The legislative history does indicate an initial intent to place assaults against police officers in the same category as assaults against correctional workers and educational workers (constituting second degree assault under HRS § 707-711). However, the legislative history also acknowledged the classification of an assault against a police officer as a misdemeanor instead of a felony. The legislature explained, "Your Committee finds that a separate category of assault against police officers should be created[;] however, the offense should be categorized as a misdemeanor, with a minimum sentence of imprisonment for thirty days. Your Committee has amended this bill accordingly." Stand. Comm. Rep. No. 1203-90, in 1990 House Journal at 1316 (emphasis added). Here, the legislature recognized the difference between the proposed bill and the final form of the amended bill. Nonetheless, when faced with the statute's wording and the application of HRS § 706-605, the legislature failed to expressly limit the power of a sentencing court to suspend part of the minimum sentence under HRS § 707-712.5. Thus, the legislative history does little to support the contention that the legislature intended to carve out an exception to HRS § 706-605 for HRS § 707-712.5.

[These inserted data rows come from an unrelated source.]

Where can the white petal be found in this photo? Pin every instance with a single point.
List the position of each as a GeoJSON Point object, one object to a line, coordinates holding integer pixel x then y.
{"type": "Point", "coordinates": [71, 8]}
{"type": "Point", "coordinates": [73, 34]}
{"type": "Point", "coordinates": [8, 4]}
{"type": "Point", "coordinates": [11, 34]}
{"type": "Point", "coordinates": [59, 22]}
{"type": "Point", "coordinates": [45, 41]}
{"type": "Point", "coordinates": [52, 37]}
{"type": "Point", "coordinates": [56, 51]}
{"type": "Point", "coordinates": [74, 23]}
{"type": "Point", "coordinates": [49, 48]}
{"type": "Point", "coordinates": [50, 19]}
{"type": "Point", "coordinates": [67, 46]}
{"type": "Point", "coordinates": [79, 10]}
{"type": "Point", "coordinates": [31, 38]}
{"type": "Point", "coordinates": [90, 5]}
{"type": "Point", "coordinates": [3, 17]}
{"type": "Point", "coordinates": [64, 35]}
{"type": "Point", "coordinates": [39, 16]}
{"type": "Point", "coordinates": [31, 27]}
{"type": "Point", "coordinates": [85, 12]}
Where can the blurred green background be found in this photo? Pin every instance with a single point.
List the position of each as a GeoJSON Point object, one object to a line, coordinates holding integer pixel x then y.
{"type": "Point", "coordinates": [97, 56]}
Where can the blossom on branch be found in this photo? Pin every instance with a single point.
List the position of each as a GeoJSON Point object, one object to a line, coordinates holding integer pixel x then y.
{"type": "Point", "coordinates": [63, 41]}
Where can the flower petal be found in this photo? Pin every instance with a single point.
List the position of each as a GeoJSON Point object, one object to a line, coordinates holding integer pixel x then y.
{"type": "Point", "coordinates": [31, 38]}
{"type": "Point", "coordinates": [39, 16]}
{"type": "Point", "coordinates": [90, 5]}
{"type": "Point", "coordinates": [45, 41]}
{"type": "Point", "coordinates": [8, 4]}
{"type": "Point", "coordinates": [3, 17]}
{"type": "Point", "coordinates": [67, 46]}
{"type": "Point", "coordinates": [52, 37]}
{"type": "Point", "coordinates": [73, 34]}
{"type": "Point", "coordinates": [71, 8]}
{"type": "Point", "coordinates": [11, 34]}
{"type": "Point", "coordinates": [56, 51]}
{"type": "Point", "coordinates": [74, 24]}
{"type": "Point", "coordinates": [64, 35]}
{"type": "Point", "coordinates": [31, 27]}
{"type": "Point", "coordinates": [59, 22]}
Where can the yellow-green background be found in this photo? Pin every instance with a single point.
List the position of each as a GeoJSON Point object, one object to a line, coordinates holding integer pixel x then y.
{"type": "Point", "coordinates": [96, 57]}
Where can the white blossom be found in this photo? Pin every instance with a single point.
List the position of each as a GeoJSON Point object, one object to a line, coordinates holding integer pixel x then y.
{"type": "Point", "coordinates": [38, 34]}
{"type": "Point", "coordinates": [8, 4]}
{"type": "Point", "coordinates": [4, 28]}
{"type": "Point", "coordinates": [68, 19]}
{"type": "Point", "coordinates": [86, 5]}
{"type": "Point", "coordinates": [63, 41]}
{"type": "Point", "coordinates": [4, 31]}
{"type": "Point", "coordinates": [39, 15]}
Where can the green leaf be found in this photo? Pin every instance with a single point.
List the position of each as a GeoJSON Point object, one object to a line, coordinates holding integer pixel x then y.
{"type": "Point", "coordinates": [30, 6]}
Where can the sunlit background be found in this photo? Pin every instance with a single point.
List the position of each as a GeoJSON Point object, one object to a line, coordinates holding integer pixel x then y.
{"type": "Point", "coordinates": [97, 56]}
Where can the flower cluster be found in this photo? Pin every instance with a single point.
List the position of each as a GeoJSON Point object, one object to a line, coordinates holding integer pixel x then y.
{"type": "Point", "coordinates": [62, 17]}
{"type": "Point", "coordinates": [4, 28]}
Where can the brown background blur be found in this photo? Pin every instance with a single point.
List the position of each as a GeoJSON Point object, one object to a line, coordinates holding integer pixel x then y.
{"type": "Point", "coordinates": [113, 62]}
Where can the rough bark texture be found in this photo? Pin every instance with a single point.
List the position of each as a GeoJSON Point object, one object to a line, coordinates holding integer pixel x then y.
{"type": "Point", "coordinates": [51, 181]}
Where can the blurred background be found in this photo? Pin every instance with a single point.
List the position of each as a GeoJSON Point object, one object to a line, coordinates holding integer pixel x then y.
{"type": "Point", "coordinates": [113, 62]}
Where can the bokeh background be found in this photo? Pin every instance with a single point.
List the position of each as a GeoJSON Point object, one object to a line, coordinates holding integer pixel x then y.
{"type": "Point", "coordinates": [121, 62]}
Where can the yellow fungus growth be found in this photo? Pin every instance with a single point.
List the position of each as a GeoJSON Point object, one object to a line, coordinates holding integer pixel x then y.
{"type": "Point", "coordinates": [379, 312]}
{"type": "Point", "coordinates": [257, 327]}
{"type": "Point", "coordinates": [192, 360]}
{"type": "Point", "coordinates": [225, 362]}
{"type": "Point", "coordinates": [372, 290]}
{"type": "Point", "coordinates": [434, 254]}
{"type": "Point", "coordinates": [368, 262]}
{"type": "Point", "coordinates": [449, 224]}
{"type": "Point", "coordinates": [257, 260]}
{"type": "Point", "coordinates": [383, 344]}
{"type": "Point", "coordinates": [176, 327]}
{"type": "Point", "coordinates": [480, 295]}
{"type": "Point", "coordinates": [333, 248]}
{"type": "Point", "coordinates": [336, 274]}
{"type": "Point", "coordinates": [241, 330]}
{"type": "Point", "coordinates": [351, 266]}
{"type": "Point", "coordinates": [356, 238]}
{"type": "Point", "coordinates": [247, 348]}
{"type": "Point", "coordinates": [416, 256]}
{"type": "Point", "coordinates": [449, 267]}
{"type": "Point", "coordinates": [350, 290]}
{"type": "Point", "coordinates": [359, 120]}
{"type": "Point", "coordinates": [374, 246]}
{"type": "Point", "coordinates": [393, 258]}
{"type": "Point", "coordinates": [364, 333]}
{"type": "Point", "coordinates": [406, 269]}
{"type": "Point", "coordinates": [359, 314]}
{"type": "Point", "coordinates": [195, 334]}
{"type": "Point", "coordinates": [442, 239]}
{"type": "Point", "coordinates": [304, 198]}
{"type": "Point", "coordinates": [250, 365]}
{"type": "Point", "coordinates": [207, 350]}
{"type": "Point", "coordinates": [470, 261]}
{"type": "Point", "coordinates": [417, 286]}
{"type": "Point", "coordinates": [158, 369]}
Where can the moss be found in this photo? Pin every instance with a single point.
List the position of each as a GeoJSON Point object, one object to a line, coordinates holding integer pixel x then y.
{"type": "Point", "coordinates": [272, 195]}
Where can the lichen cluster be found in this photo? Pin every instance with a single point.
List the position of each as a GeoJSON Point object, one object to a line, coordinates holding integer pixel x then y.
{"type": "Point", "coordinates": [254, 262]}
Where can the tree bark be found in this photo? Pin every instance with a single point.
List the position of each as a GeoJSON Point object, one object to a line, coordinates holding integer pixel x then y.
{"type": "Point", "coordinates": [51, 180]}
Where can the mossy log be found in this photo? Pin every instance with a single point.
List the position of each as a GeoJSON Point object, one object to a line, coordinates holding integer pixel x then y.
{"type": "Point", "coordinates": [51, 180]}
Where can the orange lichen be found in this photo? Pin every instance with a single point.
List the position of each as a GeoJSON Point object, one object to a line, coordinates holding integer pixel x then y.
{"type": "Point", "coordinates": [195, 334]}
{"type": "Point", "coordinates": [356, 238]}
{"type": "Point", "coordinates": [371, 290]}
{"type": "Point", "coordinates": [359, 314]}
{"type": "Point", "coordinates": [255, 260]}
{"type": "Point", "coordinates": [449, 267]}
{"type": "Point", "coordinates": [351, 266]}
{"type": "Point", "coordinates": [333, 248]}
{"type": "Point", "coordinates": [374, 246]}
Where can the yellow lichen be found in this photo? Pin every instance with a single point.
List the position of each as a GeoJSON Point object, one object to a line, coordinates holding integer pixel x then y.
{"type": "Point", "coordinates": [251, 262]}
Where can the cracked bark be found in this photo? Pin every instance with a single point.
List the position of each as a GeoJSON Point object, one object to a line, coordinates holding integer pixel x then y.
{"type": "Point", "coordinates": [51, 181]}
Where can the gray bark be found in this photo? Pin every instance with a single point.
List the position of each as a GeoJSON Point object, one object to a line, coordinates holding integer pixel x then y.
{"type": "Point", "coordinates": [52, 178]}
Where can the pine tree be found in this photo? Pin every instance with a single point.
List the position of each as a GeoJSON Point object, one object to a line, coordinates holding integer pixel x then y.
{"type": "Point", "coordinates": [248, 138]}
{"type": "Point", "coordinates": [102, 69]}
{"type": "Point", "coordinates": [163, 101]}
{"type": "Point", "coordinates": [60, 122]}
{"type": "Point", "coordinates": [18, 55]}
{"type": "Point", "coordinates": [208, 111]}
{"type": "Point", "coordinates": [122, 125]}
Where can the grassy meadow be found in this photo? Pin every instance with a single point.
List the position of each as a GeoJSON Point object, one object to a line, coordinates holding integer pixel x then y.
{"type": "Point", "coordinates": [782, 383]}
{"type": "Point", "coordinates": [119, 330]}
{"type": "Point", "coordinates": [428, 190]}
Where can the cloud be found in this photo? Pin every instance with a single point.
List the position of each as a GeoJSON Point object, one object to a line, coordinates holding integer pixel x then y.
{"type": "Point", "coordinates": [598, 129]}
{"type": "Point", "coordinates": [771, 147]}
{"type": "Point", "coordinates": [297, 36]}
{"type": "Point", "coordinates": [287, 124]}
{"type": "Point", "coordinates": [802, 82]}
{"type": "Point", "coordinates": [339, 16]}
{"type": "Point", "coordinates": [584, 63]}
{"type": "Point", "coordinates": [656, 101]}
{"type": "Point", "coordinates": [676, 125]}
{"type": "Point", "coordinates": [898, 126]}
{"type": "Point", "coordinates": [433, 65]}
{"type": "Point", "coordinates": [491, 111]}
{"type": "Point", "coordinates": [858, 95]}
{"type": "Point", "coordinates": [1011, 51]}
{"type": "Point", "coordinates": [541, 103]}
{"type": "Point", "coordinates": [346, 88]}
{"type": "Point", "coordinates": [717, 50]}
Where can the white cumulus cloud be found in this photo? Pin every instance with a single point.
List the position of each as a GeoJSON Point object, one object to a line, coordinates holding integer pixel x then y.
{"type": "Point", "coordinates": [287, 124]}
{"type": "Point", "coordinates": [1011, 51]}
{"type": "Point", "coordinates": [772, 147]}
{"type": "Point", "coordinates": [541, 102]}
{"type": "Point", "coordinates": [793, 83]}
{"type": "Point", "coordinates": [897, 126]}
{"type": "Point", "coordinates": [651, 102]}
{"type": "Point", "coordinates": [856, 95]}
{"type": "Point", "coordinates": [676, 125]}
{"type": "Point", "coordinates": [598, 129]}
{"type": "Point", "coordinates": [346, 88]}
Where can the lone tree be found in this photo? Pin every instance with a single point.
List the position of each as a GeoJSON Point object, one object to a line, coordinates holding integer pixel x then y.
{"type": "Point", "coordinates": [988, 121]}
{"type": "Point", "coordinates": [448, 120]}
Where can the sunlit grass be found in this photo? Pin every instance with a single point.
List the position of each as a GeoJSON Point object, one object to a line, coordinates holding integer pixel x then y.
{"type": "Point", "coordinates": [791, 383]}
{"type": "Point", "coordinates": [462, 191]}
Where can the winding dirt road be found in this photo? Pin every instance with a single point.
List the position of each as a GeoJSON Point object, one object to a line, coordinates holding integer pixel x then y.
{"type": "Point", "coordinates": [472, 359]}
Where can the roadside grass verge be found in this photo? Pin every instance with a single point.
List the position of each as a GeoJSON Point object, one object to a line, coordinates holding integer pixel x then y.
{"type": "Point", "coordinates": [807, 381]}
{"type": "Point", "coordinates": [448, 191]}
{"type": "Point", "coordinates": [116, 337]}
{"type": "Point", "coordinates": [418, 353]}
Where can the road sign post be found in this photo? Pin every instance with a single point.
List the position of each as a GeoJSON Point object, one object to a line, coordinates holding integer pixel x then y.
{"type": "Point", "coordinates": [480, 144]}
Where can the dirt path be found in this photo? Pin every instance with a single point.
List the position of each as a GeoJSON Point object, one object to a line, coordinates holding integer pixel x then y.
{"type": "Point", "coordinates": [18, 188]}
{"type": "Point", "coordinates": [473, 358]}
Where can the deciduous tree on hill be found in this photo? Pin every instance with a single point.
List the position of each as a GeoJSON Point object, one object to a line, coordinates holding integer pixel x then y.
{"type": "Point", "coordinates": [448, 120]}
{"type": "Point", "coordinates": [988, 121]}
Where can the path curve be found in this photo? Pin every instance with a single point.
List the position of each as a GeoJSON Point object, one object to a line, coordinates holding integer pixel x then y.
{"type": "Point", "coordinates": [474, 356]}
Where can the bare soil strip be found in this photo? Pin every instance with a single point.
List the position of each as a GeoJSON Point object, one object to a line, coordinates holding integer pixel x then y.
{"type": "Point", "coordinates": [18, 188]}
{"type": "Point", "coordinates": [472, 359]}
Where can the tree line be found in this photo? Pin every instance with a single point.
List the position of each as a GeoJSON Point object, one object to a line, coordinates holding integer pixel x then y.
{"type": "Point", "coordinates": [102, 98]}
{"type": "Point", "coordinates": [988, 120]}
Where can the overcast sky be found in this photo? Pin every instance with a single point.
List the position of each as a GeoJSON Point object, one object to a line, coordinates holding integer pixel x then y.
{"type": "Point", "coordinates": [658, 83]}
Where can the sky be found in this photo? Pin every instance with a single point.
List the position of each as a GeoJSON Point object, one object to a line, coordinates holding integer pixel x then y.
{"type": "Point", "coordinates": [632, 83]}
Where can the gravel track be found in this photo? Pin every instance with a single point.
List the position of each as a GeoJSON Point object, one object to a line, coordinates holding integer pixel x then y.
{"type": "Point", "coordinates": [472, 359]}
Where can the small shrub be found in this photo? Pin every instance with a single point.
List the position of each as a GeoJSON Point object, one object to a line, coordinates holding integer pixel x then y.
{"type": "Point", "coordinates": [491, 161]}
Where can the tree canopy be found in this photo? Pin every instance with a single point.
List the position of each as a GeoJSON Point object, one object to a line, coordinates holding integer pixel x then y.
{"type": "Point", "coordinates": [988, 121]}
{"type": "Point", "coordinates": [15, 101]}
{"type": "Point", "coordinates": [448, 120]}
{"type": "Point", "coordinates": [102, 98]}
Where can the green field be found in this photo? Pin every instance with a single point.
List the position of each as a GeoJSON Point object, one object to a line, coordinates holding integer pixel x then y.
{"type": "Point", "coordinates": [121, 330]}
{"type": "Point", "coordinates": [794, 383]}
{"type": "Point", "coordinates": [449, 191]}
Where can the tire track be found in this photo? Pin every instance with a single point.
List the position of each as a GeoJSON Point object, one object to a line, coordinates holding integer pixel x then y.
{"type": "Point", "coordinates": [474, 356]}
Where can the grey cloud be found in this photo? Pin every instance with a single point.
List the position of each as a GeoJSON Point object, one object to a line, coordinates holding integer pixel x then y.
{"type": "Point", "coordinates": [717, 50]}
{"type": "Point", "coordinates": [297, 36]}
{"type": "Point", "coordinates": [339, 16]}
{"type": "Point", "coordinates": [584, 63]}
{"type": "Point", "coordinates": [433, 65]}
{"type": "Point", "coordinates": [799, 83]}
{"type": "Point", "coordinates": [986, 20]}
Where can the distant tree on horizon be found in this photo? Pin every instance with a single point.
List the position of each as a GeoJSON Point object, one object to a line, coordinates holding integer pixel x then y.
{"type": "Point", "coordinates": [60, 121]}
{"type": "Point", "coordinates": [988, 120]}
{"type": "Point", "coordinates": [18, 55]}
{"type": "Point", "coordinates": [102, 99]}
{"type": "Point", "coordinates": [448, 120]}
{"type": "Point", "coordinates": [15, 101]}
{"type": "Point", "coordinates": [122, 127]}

Inasmuch as the plain language of HRS § 707-712.5 does not restrict the court's ability to suspend part of the minimum sentence, and the lawsin pari materia and legislative history do not contradict the plain language interpretation of HRS § 707-712.5, we conclude that courts are not prohibited from suspending part of the minimum jail sentence under HRS § 707-712.5.
V. CONCLUSION
For the foregoing reasons, we affirm the district court's July 26, 2000 judgment and sentence of Hydelene Batson for assault of a police officer, pursuant to HRS § 707-712.5.